Journal cover Journal topic
Atmospheric Chemistry and Physics An interactive open-access journal of the European Geosciences Union
Atmos. Chem. Phys., 11, 215-225, 2011
© Author(s) 2011. This work is distributed under
the Creative Commons Attribution 3.0 License.
Research article
11 Jan 2011
Inferring absorbing organic carbon content from AERONET data
A. Arola1, G. Schuster2, G. Myhre3, S. Kazadzis4, S. Dey5, and S. N. Tripathi6,7 1Finnish Meteorological Institute, P.O. Box 1627, 70211 Kuopio, Finland
2NASA Langley Research Center Hampton, VA 23681, USA
3Center for International Climate and Environmental Research–Oslo (CICERO), Blindern, 0318 Oslo, Norway
4Institute for Environmental Research & Sustainable Development, National Observatory of Athens, 15236 Athens, Greece
5Department of Atmospheric Sciences, University of Illinois at Urbana Champaign, Urbana, IL, USA
6NASA Goddard Space Flight Center, Greenbelt, MD 20770, USA
7Department of Civil Engineering, Indian Institute of Technology, Kanpur-208016, India
Abstract. Black carbon, light-absorbing organic carbon (often called "brown carbon") and mineral dust are the major light-absorbing aerosols. Currently the sources and formation of brown carbon aerosol in particular are not well understood. In this study we estimated the amount of light–absorbing organic carbon and black carbon from AERONET measurements.

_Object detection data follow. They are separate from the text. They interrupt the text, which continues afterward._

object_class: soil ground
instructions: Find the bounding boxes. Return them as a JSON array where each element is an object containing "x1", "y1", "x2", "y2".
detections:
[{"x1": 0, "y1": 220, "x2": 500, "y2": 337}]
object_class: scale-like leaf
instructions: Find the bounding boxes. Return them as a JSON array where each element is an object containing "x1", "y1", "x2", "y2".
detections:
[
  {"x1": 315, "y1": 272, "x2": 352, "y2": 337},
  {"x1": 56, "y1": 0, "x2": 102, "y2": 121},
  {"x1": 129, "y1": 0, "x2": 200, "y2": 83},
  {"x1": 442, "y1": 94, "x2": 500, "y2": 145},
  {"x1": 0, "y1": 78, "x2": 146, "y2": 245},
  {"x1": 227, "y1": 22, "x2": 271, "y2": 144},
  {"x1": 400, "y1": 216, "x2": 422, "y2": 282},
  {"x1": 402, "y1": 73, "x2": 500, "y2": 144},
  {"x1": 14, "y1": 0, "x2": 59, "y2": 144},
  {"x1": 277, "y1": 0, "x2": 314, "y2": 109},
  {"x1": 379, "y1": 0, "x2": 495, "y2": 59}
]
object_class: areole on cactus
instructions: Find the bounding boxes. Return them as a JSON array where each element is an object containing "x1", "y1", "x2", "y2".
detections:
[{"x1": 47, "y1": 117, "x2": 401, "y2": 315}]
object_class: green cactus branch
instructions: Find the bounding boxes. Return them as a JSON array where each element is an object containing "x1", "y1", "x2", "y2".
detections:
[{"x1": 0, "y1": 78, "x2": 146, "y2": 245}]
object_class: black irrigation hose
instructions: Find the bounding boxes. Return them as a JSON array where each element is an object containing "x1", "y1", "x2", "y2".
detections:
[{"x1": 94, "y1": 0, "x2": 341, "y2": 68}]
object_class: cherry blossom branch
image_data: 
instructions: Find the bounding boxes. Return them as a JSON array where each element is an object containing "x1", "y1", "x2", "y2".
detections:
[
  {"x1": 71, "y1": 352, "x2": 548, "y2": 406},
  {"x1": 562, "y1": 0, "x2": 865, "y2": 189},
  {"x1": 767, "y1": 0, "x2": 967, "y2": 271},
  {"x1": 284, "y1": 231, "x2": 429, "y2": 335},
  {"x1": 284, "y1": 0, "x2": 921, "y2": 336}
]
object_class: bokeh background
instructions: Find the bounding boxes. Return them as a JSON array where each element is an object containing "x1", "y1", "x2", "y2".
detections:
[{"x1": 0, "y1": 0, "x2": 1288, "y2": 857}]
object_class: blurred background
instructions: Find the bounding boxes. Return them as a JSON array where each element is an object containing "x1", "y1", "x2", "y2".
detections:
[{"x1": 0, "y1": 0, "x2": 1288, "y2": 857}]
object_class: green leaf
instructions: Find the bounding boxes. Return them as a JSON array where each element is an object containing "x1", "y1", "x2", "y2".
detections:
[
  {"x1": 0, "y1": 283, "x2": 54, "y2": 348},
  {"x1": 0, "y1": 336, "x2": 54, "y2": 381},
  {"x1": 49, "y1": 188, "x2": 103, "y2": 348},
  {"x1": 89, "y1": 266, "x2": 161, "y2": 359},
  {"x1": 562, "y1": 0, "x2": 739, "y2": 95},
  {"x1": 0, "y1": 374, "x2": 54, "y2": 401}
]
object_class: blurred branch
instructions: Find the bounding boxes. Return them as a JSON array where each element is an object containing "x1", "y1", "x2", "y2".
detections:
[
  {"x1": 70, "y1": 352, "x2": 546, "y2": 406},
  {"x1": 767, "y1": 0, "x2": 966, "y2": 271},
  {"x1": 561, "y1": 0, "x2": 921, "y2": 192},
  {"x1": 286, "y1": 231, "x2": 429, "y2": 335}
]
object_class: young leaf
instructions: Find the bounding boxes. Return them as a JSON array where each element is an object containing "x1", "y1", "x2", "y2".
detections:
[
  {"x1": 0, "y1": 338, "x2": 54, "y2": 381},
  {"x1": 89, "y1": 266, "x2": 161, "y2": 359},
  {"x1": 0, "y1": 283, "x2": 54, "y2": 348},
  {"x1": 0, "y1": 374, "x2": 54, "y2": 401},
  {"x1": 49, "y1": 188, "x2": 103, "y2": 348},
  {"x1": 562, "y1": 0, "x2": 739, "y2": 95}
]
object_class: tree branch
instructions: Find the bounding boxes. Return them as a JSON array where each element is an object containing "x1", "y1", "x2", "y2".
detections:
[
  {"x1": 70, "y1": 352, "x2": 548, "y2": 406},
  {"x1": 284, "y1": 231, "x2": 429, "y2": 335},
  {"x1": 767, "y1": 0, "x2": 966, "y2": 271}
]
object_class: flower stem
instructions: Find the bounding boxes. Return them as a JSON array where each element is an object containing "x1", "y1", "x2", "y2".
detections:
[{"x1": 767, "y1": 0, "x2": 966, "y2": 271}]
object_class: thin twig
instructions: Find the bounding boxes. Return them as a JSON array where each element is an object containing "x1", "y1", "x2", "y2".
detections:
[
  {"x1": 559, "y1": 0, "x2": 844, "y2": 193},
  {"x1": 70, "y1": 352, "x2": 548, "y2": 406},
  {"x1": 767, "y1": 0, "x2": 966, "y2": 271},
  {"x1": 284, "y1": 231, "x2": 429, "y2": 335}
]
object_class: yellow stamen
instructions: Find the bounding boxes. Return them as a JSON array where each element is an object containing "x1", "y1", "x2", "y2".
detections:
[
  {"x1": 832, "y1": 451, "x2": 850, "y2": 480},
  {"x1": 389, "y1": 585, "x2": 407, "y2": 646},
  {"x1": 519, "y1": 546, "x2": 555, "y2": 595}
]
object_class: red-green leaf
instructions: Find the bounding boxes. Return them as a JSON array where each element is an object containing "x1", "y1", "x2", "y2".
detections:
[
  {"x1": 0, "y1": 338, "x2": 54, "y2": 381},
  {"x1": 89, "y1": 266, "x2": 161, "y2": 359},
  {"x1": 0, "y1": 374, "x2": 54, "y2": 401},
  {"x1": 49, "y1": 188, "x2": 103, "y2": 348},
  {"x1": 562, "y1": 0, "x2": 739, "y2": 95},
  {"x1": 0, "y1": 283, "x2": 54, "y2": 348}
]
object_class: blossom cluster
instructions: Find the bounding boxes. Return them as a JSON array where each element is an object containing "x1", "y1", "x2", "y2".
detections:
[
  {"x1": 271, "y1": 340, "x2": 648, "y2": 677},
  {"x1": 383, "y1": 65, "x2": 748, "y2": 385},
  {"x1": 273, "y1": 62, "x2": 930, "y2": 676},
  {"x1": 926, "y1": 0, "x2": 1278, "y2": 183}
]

We find that the columnar absorbing organic carbon (brown carbon) levels in biomass burning regions of South America and Africa are relatively high (about 15–20 mg m−2 during biomass burning season), while the concentrations are significantly lower in urban areas in US and Europe. However, we estimated significant absorbing organic carbon amounts from the data of megacities of newly industrialized countries, particularly in India and China, showing also clear seasonality with peak values up to 30–35 mg m−2 during the coldest season, likely caused by the coal and biofuel burning used for heating. We also compared our retrievals with the modeled organic carbon by the global Oslo CTM for several sites. Model values are higher in biomass burning regions than AERONET-based retrievals, while the opposite is true in urban areas in India and China.

Citation: Arola, A., Schuster, G., Myhre, G., Kazadzis, S., Dey, S., and Tripathi, S. N.: Inferring absorbing organic carbon content from AERONET data, Atmos. Chem. Phys., 11, 215-225,, 2011.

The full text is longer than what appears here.